Balance Sheet The balance sheet is clean and equity‑heavy, with no reported debt, which reduces financial risk from lenders. Total assets and shareholders’ equity have grown over the past few years, likely reflecting repeated capital raises to fund development. Cash on hand is meaningful but not large relative to the company’s ongoing spending needs, implying that future fundraising or partnerships are likely if trials continue at the current pace. Existing shareholders bear dilution risk as the company finances itself mainly through equity rather than borrowing.


Cash Flow

Cash Flow Cash flow is consistently negative, driven by operating cash burn tied to clinical trials and overhead. Free cash flow closely tracks operating cash flow, as the company spends very little on physical assets and facilities. This pattern is typical for a lean, R&D‑heavy biotech, but it also means the business is structurally dependent on outside capital until it can secure meaningful partnership payments or eventual product revenue. The key cash‑flow question is not profitability in the near term, but how long current resources can support the trial program and on what terms new funding can be raised.


Competitive Edge

Competitive Edge Celldex operates in a focused niche within immunology, concentrating on mast‑cell driven diseases. This specialization, plus in‑house antibody engineering capabilities, gives it a clear scientific identity and some differentiation from broader‑based biotech peers. Its lead drug, barzolvolimab, has progressed to late‑stage development and targets conditions where patients still have significant unmet needs, which could translate into strong demand if the data hold up. However, the company competes against very large pharmaceutical players in chronic urticaria and related diseases, many of whom already market established therapies and are developing next‑generation drugs.
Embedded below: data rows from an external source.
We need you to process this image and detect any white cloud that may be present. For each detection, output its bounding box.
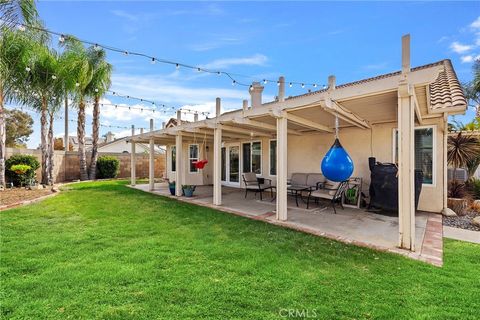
[470,16,480,29]
[460,55,473,63]
[198,53,268,69]
[112,75,249,105]
[450,41,473,53]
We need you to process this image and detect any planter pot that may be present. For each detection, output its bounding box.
[447,198,468,216]
[183,188,195,197]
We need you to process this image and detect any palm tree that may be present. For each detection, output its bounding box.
[447,133,480,181]
[25,42,60,185]
[0,0,39,28]
[0,28,31,189]
[0,0,40,189]
[87,46,113,180]
[62,36,93,180]
[463,60,480,118]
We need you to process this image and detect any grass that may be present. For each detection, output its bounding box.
[0,181,480,319]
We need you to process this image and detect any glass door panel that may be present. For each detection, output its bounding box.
[228,146,240,182]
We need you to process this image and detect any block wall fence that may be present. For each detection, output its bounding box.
[6,148,166,182]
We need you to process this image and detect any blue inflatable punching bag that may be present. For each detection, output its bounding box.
[322,138,353,182]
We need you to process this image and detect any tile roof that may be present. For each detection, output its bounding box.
[430,60,467,109]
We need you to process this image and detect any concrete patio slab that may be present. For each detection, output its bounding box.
[130,183,443,266]
[443,226,480,243]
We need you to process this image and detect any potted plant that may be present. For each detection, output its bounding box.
[182,184,195,197]
[168,181,176,196]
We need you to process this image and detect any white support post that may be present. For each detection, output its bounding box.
[148,119,155,191]
[276,116,288,221]
[130,125,136,186]
[175,131,185,197]
[213,98,222,206]
[398,36,415,251]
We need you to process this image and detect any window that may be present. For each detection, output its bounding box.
[242,141,262,174]
[188,144,199,172]
[270,140,277,176]
[170,146,177,172]
[394,127,435,185]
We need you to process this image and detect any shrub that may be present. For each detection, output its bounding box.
[97,156,120,179]
[10,164,31,185]
[5,154,40,186]
[468,178,480,199]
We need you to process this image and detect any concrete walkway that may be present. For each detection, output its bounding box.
[443,226,480,244]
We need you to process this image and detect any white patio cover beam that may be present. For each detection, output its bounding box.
[276,112,288,221]
[213,98,222,206]
[232,117,302,136]
[130,125,136,186]
[148,119,155,191]
[175,131,185,197]
[277,113,334,134]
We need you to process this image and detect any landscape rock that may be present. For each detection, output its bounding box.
[442,208,457,217]
[472,200,480,212]
[472,216,480,228]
Celldex’s competitive strength rests on superior clinical outcomes and safety, while its main vulnerabilities are its smaller scale, narrower portfolio, and dependence on a limited number of assets.


Innovation and R&D

Innovation and R&D Innovation is the core of Celldex’s value. The company has built deep expertise in mast cell biology and antibody engineering, and it is leveraging that into a focused pipeline. Barzolvolimab, aimed at multiple mast cell–mediated diseases, is the centerpiece and could act as a “pipeline in a product” if it proves effective across several conditions. The newer bispecific candidate, CDX‑622, shows that Celldex is pushing into more complex antibody designs with dual mechanisms of action, which could open up additional indications. This innovation comes with high execution risk: clinical, regulatory, and safety outcomes are still uncertain, and the pipeline is relatively concentrated in a small number of programs. R&D is clearly a major cost center, but also the primary source of potential future value.


Summary

Celldex is a classic clinical‑stage biotech: very limited revenue today, steady and intentional losses driven by research spending, and a balance sheet funded largely by equity rather than debt. Financially, its strengths are a clean capital structure and growing asset base; its challenges are ongoing cash burn and the likelihood of needing additional capital over time. Strategically, the company has carved out a clear niche in mast cell immunology, with a late‑stage lead asset and a scientifically interesting next‑generation platform. The overall story is high risk and highly dependent on clinical trial outcomes and future financing conditions, with potential for significant change in the company’s profile if its key programs succeed or fail in pivotal studies.